A story without a compelling arc is unfinished.
It lacks conflict. Characters don’t grow. The primary thing is that characters must always grow or change. Some characters (antagonists) may actually do the reverse. They may start out as a bad seeds, to be sure. Then they become worse and worse, all the way to the end. Still, sometimes, even the bad guy is redeemed.
Imagine a rainbow. You start off on one end with a flawed character. He carries some emotional fear, wound, or guilt. He is limited. He can’t have or become what he wants. And because it will be a painful, difficult process, the last thing he wants to do is struggle up over the rainbow. But that rainbow represents the story or character arc. It is the bridge he must climb to discover courage, spiritual development, joy, or whatever change lies on the other end.
If we want our stories to resonate with readers for a long time, they must have a strong arc. Readers will identify with someone who is struggling to overcome.
A character or story arc doesn’t have to be something as huge as saving the world. Many character arcs are very strong, but they’re subtle. In “Pride and Prejudice” it’s as simple as a couple finding love by learning to see through their prejudices and setting aside prideful misconceptions. Every good story has an example.

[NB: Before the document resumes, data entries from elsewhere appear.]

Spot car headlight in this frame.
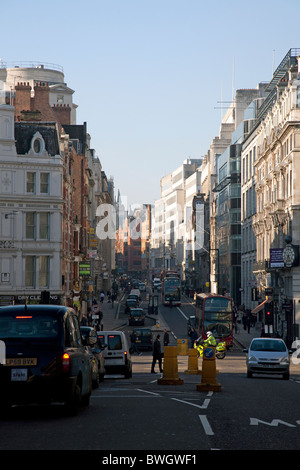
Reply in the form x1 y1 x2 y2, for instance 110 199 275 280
248 356 258 363
280 356 289 364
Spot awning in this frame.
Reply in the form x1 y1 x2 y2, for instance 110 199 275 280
251 298 272 315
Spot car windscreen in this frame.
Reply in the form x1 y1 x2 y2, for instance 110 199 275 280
251 340 287 352
0 315 60 339
100 334 122 350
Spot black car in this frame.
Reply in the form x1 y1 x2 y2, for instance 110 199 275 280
80 326 106 387
128 308 145 326
0 304 92 415
133 328 153 351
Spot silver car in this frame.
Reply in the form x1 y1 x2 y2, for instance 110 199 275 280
244 337 290 380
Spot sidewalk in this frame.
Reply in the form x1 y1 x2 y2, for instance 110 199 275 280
233 323 261 349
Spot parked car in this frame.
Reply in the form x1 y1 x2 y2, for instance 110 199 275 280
80 326 106 387
244 337 291 380
0 304 92 415
129 308 145 326
133 328 153 351
97 331 132 378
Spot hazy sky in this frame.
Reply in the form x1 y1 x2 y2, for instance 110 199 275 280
2 0 300 206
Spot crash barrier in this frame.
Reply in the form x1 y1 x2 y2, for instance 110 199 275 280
177 338 188 355
158 346 184 385
184 348 201 375
196 346 221 392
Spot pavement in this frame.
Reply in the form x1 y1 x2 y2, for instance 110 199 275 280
97 292 259 350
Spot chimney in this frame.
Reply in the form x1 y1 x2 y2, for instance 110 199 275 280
14 82 31 119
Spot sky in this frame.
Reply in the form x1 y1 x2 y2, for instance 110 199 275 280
2 0 300 207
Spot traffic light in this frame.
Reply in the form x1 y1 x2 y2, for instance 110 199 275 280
265 302 274 325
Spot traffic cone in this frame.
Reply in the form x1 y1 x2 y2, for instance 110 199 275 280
158 346 184 385
184 348 201 374
196 346 221 392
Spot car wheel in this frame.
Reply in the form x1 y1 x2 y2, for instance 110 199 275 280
65 383 82 416
282 372 290 380
247 370 252 378
93 370 100 388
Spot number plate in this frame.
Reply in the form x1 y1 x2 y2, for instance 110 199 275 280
5 358 37 366
11 369 28 381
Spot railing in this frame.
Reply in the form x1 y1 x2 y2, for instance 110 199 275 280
0 61 64 73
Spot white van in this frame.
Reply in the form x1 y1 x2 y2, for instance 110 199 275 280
97 331 132 378
130 288 141 300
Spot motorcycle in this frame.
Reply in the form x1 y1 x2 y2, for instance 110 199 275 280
193 338 226 359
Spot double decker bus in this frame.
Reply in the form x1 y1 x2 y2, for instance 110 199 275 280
194 293 233 347
162 272 181 306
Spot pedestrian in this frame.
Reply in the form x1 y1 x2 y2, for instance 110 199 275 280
151 334 163 373
130 330 141 355
100 291 105 303
163 329 169 347
190 328 198 348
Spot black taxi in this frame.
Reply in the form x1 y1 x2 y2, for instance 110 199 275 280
0 304 92 415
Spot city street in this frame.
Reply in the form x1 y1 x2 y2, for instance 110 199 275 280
1 292 300 452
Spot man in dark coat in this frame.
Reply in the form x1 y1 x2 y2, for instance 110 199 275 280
151 334 163 373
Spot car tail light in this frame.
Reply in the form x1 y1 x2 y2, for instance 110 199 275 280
62 353 70 373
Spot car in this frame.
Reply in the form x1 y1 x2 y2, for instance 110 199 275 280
244 337 291 380
125 298 138 314
129 308 145 326
80 326 106 387
130 288 141 300
97 331 132 378
0 304 92 415
133 327 153 351
128 293 139 302
139 283 146 291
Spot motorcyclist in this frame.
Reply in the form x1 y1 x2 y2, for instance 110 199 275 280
203 331 217 347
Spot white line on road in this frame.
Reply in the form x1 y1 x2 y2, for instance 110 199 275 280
199 415 214 435
171 397 211 409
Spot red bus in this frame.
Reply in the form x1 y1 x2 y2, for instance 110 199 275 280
194 293 233 347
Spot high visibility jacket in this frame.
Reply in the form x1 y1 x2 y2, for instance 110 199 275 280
204 335 216 347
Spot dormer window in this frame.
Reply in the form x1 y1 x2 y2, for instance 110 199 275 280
29 132 47 156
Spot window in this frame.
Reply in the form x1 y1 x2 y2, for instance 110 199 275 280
25 256 35 287
39 256 49 288
39 213 49 239
26 212 36 239
40 173 49 194
25 255 50 288
25 212 50 240
26 172 36 193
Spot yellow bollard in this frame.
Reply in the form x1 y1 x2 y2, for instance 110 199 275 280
184 348 201 375
196 346 221 392
177 338 188 356
158 346 184 385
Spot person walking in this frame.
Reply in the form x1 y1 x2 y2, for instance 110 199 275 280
130 330 142 355
151 334 163 373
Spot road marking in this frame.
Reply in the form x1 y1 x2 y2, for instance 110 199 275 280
171 397 211 409
250 418 297 427
199 415 214 435
177 307 188 320
136 389 161 396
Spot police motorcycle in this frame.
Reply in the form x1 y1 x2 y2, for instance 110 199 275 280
193 332 226 359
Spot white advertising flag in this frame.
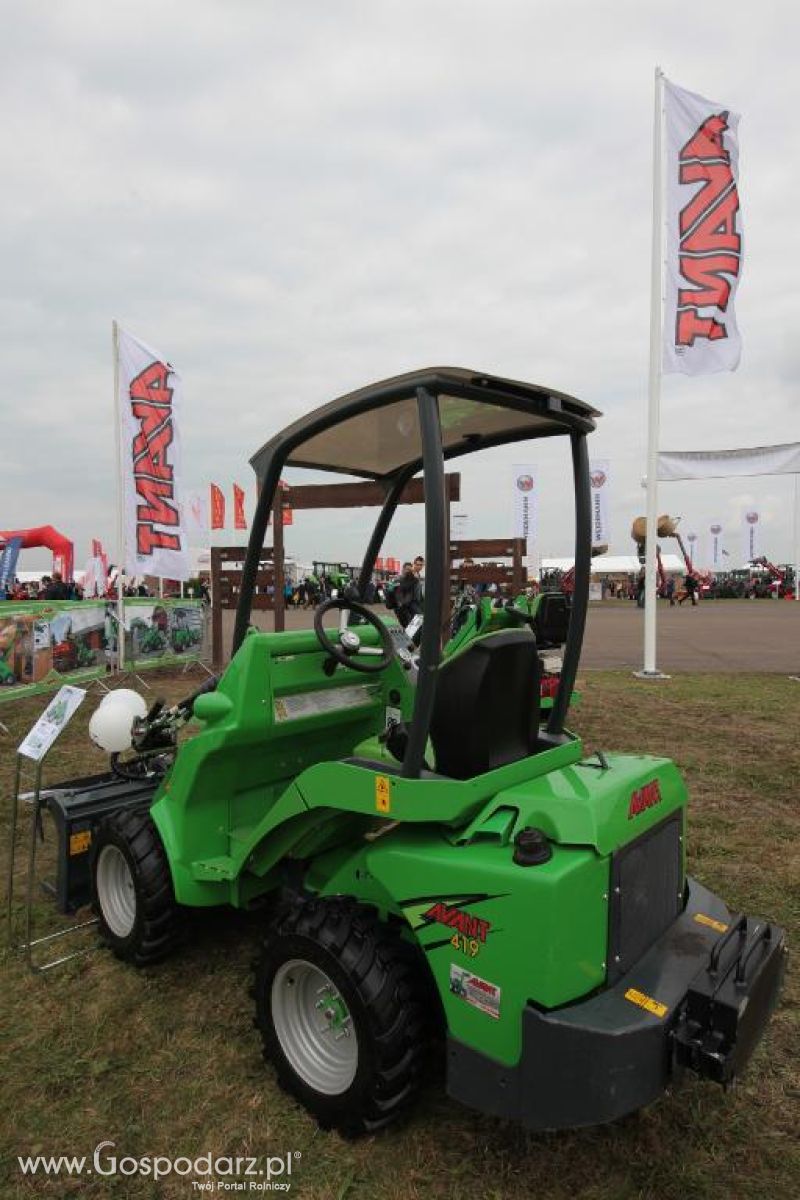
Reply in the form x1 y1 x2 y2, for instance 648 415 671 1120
117 328 190 580
742 510 761 563
183 490 210 540
663 78 743 376
658 442 800 481
589 459 611 548
512 465 537 548
709 520 725 569
82 556 105 599
452 513 470 541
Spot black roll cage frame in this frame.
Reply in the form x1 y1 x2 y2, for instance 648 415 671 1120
233 371 595 778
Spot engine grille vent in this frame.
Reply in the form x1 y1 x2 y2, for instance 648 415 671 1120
607 811 683 984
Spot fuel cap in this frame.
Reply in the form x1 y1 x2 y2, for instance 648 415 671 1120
513 826 552 866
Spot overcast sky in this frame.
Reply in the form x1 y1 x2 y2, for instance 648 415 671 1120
2 1 799 575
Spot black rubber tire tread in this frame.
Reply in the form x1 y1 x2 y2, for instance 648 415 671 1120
90 808 182 967
253 897 431 1136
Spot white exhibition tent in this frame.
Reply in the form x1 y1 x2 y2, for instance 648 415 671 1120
541 555 684 576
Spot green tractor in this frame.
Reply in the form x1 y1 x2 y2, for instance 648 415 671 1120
54 368 783 1136
313 561 355 594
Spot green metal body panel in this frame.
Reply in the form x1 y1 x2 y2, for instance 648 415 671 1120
305 753 686 1065
149 616 688 1069
151 624 413 906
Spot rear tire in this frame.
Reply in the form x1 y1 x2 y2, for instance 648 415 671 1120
91 810 182 966
253 898 430 1136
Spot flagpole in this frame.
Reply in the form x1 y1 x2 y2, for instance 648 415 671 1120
794 473 799 602
112 320 126 672
639 66 668 678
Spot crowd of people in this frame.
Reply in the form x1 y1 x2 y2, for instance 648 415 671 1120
1 573 157 602
2 558 744 613
4 572 82 601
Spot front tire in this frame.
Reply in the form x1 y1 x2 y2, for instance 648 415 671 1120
91 810 182 966
253 898 430 1136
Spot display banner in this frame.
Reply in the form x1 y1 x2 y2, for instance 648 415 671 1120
742 510 761 562
663 78 743 375
117 327 190 580
658 442 800 481
123 598 205 667
709 520 724 569
233 484 248 530
210 484 226 530
686 531 699 569
589 460 611 547
184 490 210 540
0 536 22 597
512 465 537 544
0 598 206 703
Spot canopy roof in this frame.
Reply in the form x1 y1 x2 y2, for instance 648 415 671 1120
251 367 600 482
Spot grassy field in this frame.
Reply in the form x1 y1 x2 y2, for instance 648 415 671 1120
0 669 797 1200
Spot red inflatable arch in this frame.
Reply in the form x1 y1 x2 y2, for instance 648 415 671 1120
0 525 74 582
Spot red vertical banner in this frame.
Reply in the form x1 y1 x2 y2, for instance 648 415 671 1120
278 479 292 526
233 484 247 530
210 484 226 530
375 557 385 571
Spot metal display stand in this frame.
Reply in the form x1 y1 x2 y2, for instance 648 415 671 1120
5 690 98 973
6 751 98 973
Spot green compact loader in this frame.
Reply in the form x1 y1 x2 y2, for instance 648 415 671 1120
47 369 784 1135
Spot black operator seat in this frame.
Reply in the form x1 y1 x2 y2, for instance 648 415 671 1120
430 629 541 780
533 591 570 650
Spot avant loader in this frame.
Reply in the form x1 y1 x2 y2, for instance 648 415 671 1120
42 369 785 1134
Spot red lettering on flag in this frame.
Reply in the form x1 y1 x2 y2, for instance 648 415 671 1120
675 113 741 349
128 360 181 559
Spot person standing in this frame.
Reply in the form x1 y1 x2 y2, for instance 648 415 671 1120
43 572 69 600
393 557 424 629
677 571 699 607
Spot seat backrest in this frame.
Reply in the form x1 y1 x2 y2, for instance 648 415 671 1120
533 591 570 648
430 629 541 780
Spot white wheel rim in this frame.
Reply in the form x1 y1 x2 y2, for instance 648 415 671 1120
96 845 137 938
271 959 358 1094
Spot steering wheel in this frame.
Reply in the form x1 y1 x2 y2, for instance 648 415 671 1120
313 597 396 674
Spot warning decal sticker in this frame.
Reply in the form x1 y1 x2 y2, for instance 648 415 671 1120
449 964 501 1019
624 987 668 1019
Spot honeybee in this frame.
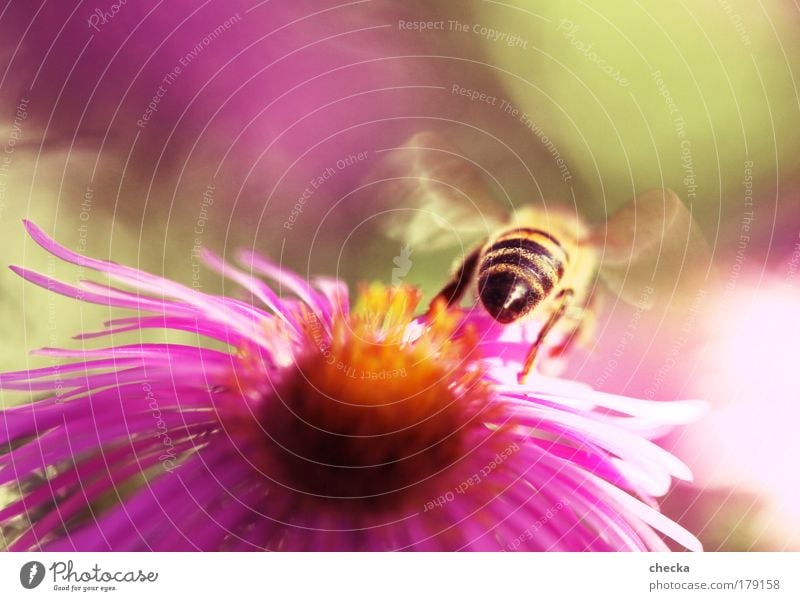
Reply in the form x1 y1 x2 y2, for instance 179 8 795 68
378 132 711 382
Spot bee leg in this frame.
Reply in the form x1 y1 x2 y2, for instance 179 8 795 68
427 244 483 313
548 300 596 358
518 288 574 383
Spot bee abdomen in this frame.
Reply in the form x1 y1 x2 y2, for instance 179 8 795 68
477 232 568 323
483 235 566 284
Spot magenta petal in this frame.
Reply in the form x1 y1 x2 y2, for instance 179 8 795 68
0 221 704 552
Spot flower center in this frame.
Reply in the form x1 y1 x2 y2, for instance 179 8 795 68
261 285 491 505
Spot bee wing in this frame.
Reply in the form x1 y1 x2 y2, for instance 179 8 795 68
378 131 508 251
591 188 713 310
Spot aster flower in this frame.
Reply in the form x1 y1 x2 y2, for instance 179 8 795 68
0 222 705 551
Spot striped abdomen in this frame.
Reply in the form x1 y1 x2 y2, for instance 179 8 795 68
477 228 568 324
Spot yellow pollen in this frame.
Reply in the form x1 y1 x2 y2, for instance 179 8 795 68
261 284 492 504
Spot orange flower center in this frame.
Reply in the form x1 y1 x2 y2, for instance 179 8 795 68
261 285 492 506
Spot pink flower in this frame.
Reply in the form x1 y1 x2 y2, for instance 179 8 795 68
0 222 705 551
668 274 800 550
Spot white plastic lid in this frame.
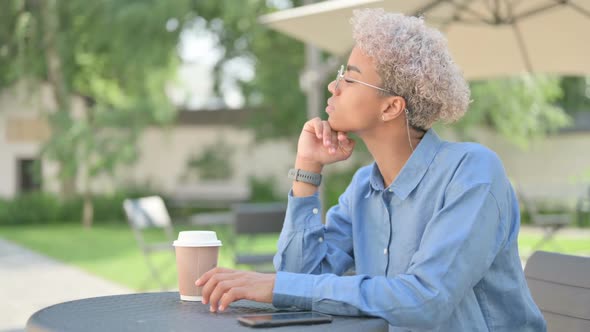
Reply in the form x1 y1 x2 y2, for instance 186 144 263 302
173 231 222 247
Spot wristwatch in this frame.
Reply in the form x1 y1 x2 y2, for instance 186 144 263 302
288 168 322 186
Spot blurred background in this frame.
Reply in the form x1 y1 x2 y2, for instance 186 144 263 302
0 1 589 330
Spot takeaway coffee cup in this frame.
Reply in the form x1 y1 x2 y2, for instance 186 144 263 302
173 231 222 301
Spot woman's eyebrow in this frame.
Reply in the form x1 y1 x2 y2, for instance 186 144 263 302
346 65 362 74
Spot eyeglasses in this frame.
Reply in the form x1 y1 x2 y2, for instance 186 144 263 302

- Study the story arcs of books you’ve read or movies you’ve seen. How did the character start out? How did he or she change?
- Look at your own work. Outline your character’s story arc to be sure that there is one. List all the internal and external problems this character has. Now think, how will he or she get through them? What conflict can you introduce to make the arc stronger all the way to the end? Is the end conclusive? Does the character change? Is the plot fully woven?